Long-Term Trends in Estuarine Carbonate Chemistry in the Northwestern Gulf of Mexico

A four-decade dataset that spans seven estuaries along a latitudinal gradient in the northwestern Gulf of Mexico and includes measurements of pH and total alkalinity was used to calculate partial pressure of CO2 (pCO(2)), dissolved inorganic carbon (DIC), saturation state of aragonite (omega(Ar)), and a buffer factor (beta(DIC), which measures the response of proton concentration or pH to DIC concentration change) and examine long-term trends and spatial patterns in these parameters. With the notable exception of the northernmost and southernmost estuaries (and selected stations near freshwater input), these estuaries have generally experienced long-term increases in pCO(2) and decreases in DIC, omega(Ar), and beta(DIC), with the magnitude of change generally increasing from north to south.

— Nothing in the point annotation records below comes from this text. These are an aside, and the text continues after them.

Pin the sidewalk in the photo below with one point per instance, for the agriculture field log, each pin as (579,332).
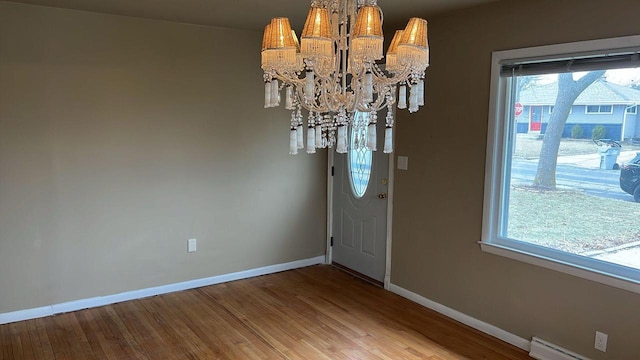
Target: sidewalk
(592,161)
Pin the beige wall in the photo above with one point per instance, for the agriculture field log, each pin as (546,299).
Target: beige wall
(438,202)
(120,138)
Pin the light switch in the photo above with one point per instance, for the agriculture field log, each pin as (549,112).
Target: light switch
(403,163)
(191,245)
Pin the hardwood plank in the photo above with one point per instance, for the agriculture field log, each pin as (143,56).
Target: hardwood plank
(317,312)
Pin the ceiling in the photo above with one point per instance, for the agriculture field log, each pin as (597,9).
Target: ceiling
(246,14)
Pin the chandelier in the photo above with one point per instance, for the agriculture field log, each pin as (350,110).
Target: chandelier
(333,73)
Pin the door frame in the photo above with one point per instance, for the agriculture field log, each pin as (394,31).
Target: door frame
(391,179)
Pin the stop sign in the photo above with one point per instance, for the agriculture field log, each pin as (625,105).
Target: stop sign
(519,108)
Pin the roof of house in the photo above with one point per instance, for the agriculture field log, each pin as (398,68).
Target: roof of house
(600,92)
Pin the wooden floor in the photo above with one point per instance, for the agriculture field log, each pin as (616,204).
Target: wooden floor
(317,312)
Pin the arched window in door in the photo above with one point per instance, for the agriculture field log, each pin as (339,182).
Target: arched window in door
(360,157)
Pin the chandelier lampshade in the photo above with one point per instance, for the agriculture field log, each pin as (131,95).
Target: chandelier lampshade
(368,40)
(413,46)
(316,36)
(333,74)
(392,65)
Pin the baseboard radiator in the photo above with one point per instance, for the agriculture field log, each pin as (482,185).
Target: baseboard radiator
(544,350)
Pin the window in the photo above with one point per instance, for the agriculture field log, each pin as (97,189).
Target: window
(599,109)
(571,215)
(360,157)
(551,109)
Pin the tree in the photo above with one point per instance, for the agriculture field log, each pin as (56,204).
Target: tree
(568,92)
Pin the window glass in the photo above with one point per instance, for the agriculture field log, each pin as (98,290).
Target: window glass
(554,191)
(360,157)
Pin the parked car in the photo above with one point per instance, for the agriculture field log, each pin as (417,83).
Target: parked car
(630,177)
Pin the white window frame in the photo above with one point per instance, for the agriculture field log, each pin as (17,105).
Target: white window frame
(498,164)
(599,112)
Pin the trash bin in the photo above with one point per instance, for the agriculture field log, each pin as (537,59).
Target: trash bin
(608,150)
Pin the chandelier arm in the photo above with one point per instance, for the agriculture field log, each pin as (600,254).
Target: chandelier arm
(395,78)
(287,79)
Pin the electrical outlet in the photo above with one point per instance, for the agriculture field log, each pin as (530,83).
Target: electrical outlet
(191,245)
(601,341)
(403,163)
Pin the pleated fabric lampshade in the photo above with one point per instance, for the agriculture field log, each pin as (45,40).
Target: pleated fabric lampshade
(279,46)
(368,40)
(316,36)
(413,48)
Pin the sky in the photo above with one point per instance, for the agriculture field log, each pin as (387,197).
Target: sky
(624,77)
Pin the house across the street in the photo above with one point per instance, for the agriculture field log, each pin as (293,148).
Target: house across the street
(613,106)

At all stations with increasing pCO(2), the rate of increase exceeded the rate of increase in atmospheric pCO(2), indicating that these estuaries have become a greater source of CO2 to the atmosphere over the last few decades. The decreases in omega(Ar) have yet to cause omega(Ar) to near undersaturation, but even the observed decreases may have the potential to decrease calcification rates in important estuarine calcifiers like oysters. The decreases in beta(DIC) directly indicate that these estuaries have experienced continually greater change in pH in the context of ocean acidification.

Automated summary

Based on a four-decade dataset, this study examines the long-term trends and spatial patterns of CO2 concentration, pH value, and other related parameters in seven estuaries along the northwestern Gulf of Mexico. The study finds that these estuaries have generally experienced increasing pCO2 and decreasing values of DIC, omega(Ar), and beta(DIC), with the magnitude of change increasing from north to south. These findings suggest that these estuaries have become a greater source of CO2 to the atmosphere over the last few decades, potentially impacting calcification rates of important estuarine organisms.